Regardless of the facts, its singular mission was to eject Mwangaza, even knowing fully well that the matter was sub-judice. The Senate even ignored court orders that temporarily stopped her impeachment.
The Senate has become a political abattoir driven more by sentimentalism than the rule of law and principles as would be expected of an arbitrator.
The lack of logic during Mwangaza’s impeachment manifested in a simple thing as 27 Kenya Kwanza-allied Senators voted to impeach her, 14 abstentions, from the opposition, and only one vote against impeachment. It was that one vote that was representative of reason.
The general assumption among the populace, based on an internalised societal fallacy, is that leaders have superior intellect, that they are a cut above the rest.
It is for this reason that citizens, oft referred to as ‘ordinary citizens’, entrust elected leaders with the responsibility to think and act on their behalf.
If at their best leaders can be so base and despicable, what happens to the rank and file? It is no wonder then that with self-centered leaders, the quality of life among the indigent in Kenya and Africa’s basket cases like Somalia and the DR Congo is not fundamentally different.
Some of our legislators in the bicameral Parliament exhibit characteristics of morally deficient individuals to whom the end justifies the means. It would be debasing if true that senators were induced to vote in a certain way after intensely skewed lobbying by parties interested in Mwangaza’s gubernatorial seat.
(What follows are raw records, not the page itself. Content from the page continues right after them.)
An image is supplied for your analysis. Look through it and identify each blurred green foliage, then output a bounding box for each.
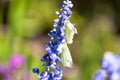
[0,0,120,80]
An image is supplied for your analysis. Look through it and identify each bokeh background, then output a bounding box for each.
[0,0,120,80]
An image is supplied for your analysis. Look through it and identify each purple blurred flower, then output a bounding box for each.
[7,54,24,72]
[0,64,13,80]
[93,52,120,80]
[0,54,24,80]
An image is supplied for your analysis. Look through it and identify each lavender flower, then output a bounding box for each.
[0,54,24,80]
[33,0,75,80]
[93,52,120,80]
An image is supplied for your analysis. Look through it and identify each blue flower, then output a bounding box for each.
[33,0,73,80]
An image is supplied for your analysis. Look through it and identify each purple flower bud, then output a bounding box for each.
[33,0,73,80]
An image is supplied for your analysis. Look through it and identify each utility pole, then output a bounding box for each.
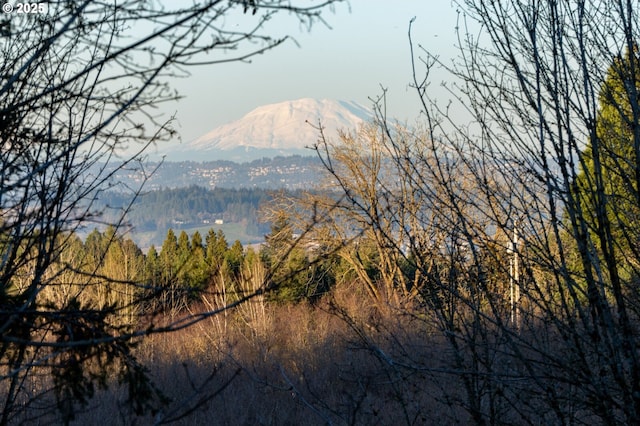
[507,220,520,327]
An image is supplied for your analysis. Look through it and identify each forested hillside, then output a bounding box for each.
[97,185,272,248]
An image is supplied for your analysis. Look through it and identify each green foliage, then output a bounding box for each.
[574,49,640,278]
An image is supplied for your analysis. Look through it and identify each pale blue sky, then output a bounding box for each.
[164,0,456,143]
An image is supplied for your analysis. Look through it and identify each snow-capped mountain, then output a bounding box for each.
[168,98,372,162]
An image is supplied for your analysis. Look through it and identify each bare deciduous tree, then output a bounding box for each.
[0,0,342,424]
[296,0,640,424]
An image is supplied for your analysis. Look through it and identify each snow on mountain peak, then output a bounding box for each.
[182,98,372,160]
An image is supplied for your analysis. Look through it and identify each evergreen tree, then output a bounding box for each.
[576,49,640,272]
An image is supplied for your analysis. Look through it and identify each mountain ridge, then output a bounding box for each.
[169,98,373,161]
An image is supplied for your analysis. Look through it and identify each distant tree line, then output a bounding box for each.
[96,185,272,235]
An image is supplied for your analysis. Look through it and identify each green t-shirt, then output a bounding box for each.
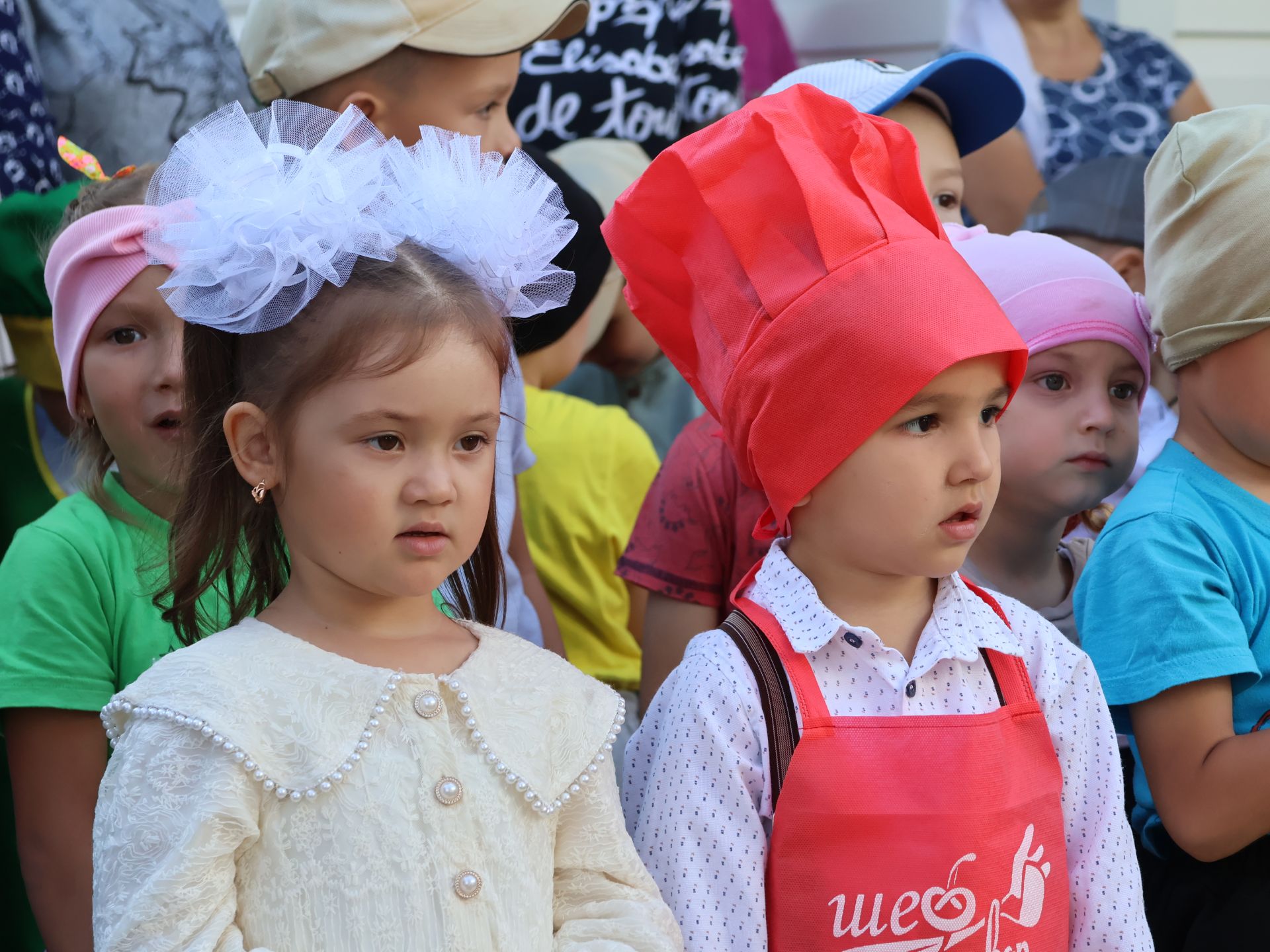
[0,473,224,949]
[0,473,213,711]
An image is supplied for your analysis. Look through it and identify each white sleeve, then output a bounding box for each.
[1006,602,1154,952]
[552,756,683,952]
[622,631,770,952]
[93,720,263,952]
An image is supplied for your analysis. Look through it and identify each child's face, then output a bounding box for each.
[882,99,965,225]
[373,51,521,157]
[1001,340,1146,520]
[587,294,661,377]
[1177,330,1270,467]
[79,265,185,508]
[790,356,1009,578]
[275,333,499,598]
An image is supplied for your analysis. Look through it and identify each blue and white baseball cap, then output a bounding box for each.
[763,52,1024,155]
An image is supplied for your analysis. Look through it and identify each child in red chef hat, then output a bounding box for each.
[605,85,1151,952]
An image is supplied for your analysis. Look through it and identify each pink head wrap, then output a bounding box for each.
[44,204,170,419]
[945,225,1153,396]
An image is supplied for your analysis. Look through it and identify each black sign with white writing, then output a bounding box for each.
[509,0,745,155]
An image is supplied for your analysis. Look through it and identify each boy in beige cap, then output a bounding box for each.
[239,0,591,156]
[1076,105,1270,952]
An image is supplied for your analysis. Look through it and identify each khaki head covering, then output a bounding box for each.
[239,0,591,105]
[1146,105,1270,371]
[548,138,652,350]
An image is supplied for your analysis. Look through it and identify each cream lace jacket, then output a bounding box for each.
[93,621,682,952]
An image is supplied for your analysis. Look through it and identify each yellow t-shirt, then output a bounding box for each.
[517,387,659,690]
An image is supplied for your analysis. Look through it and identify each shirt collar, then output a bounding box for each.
[744,538,1020,675]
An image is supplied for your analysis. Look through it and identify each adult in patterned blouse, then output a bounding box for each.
[947,0,1213,233]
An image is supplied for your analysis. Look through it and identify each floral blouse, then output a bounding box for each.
[93,621,682,952]
[1040,19,1193,182]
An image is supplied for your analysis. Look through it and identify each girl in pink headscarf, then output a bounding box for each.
[947,225,1152,643]
[0,156,228,948]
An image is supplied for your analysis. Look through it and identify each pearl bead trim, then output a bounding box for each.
[441,678,626,816]
[102,672,402,803]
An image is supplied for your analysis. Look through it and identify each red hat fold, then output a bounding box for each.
[603,85,1027,538]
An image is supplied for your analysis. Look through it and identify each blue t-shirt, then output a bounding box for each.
[1076,440,1270,854]
[1040,19,1193,182]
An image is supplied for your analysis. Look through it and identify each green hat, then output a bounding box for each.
[0,182,83,389]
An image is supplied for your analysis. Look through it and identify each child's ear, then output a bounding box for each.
[221,403,282,490]
[1107,245,1147,294]
[335,89,389,128]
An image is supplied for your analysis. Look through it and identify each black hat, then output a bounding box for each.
[512,146,612,354]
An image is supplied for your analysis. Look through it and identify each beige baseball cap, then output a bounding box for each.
[1144,105,1270,371]
[548,138,652,350]
[239,0,591,103]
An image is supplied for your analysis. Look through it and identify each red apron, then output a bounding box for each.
[737,566,1070,952]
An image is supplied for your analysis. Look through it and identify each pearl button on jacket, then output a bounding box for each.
[93,621,682,952]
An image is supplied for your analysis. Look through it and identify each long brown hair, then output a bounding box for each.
[155,244,511,645]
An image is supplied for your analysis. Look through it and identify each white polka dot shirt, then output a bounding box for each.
[622,542,1152,952]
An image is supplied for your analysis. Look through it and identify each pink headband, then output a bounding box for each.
[945,225,1153,405]
[44,204,169,419]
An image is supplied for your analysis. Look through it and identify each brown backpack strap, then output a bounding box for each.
[719,611,799,811]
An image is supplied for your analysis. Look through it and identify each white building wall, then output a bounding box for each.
[775,0,1270,106]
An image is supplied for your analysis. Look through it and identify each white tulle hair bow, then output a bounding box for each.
[385,126,578,317]
[145,100,577,334]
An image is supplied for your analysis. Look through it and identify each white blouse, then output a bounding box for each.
[93,621,682,952]
[622,542,1152,952]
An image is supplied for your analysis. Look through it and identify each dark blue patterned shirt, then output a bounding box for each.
[0,0,62,198]
[1040,19,1193,182]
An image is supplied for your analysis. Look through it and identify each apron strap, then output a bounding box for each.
[719,611,799,810]
[733,595,829,726]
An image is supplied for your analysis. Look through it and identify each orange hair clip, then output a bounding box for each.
[57,136,137,182]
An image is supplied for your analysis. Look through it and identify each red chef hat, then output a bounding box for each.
[603,85,1027,538]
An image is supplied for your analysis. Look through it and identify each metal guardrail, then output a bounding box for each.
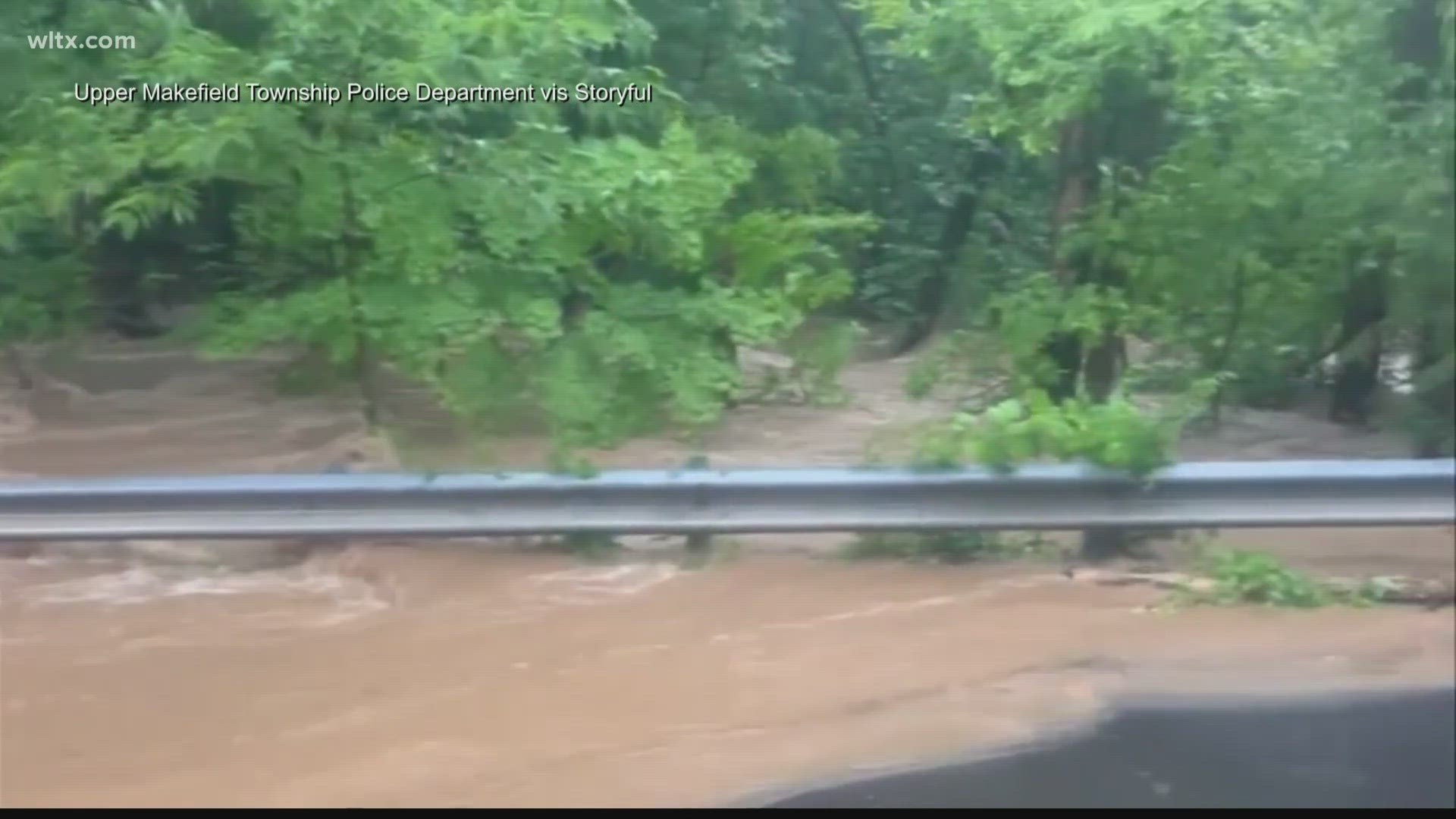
[0,460,1456,539]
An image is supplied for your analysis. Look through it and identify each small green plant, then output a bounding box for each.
[543,532,622,563]
[1175,551,1380,609]
[842,532,1053,566]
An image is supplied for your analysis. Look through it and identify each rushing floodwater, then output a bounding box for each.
[0,547,1456,808]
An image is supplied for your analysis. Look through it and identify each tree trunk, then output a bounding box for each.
[339,159,380,431]
[890,147,997,357]
[1329,246,1395,427]
[1043,118,1097,403]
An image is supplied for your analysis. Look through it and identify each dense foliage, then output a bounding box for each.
[0,0,1456,472]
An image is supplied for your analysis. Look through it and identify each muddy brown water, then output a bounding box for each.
[0,545,1456,808]
[0,344,1456,808]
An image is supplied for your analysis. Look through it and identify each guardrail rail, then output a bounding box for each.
[0,460,1456,541]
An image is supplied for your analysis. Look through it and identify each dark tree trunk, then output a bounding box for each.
[1329,246,1395,425]
[891,147,999,357]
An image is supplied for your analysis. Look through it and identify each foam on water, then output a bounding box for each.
[24,566,389,625]
[521,563,682,606]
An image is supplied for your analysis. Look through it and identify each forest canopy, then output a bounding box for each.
[0,0,1456,471]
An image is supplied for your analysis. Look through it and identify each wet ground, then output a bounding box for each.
[0,339,1456,808]
[0,547,1456,808]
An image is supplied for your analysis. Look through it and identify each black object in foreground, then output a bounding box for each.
[763,689,1456,809]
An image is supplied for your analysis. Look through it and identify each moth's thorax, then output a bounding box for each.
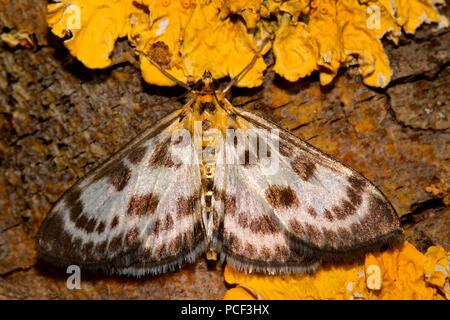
[190,90,229,260]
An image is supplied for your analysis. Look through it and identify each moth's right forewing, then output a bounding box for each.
[36,110,204,275]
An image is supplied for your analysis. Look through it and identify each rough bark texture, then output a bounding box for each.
[0,0,450,299]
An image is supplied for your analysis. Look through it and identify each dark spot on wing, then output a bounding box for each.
[338,227,353,247]
[108,233,123,252]
[260,246,272,261]
[322,228,339,248]
[81,241,94,257]
[274,245,289,262]
[125,228,138,246]
[291,156,316,181]
[347,187,362,207]
[244,242,257,258]
[111,215,119,229]
[369,195,400,228]
[95,240,108,255]
[348,175,367,193]
[249,215,280,235]
[167,235,183,256]
[323,209,334,222]
[228,233,242,253]
[164,214,174,230]
[68,200,83,223]
[84,218,97,233]
[75,214,88,229]
[127,193,159,217]
[305,223,322,245]
[202,119,211,131]
[308,206,317,218]
[127,146,147,165]
[95,221,105,234]
[225,195,236,216]
[148,137,181,169]
[265,185,298,209]
[108,162,131,191]
[238,211,248,229]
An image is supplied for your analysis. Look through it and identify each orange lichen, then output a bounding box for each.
[224,242,450,299]
[47,0,137,69]
[425,178,450,206]
[47,0,448,87]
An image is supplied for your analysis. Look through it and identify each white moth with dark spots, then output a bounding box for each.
[36,44,402,276]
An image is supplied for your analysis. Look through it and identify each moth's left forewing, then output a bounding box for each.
[221,108,401,260]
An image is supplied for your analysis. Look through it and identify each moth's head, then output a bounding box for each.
[200,71,216,94]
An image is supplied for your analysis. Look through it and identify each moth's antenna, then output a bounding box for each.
[134,49,192,91]
[222,37,270,93]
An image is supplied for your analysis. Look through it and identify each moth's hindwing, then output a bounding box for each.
[36,110,204,275]
[213,100,401,273]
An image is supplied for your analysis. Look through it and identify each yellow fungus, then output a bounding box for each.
[45,0,448,87]
[224,242,450,299]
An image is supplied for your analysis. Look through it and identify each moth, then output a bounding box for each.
[36,43,402,276]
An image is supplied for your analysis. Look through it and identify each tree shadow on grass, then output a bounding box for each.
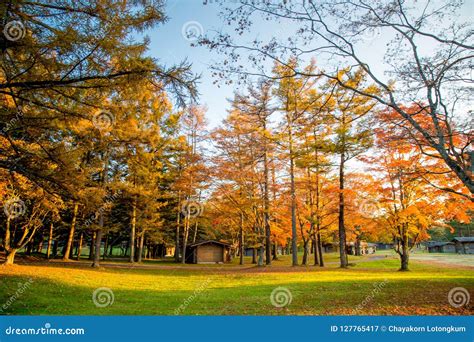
[0,275,474,315]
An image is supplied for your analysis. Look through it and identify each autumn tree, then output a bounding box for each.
[201,0,474,197]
It rankles chauvinists in our patriarchal political establishment that, as a woman and an independent candidate, Mwangaza effortlessly trounced her male opponents in the 2022 general elections, and she is a non-conformist. To them, it is a slight they are not willing to let slide. It is an affront to their inflated egos. As a safeguard, the threshold for impeaching a governor must be raised to preclude mischief and pettiness that often plays out during Senate impeachment hearings.
Outside Parliament, leadership vacuity is pronounced in the Education ministry, which comes across as one of the most shambolic in the country. Seemingly, the top honchos are so uncoordinated, they work impulsively, mechanically, with nary a consideration of how their actions impact the lives of millions of Kenyans. At the beginning of last term the Education CS made an announcement postponing schools reopening at midnight, just hours ahead of the opening day.
More recently the Education PS gave parents three days to register their children for the Social Health Insurance Fund. Clearly, these leaders do not appreciate the challenges people go through to get anything done in this country.
The ministry mandarins should know that not every parent has an android phone, ready access to the internet, electricity or even SHIF offices in their localities. They should have factored in time wasted and the frustration that follows system crashes when too many people try to log into a government system, especially.
It never occurred to the mandarins that it could take days before some parents even heard of the hurried directive. People are too busy trying to survive to keep monitoring the confusion at Jogoo house. The CS and his team must be sensitive, be organised and allow parents enough time to do anything required of them.
Leaders, in whatever category, must have the ability of forethought and be methodical. We are a poor economy in which the majority live from hand to mouth.
Sudden mandatory demands push many into frustration and depression. These, however, can be relieved by making health care and education free, at most, within reach of all. Money lost through sleaze and budgeted corruption can ease the cost of living in this country.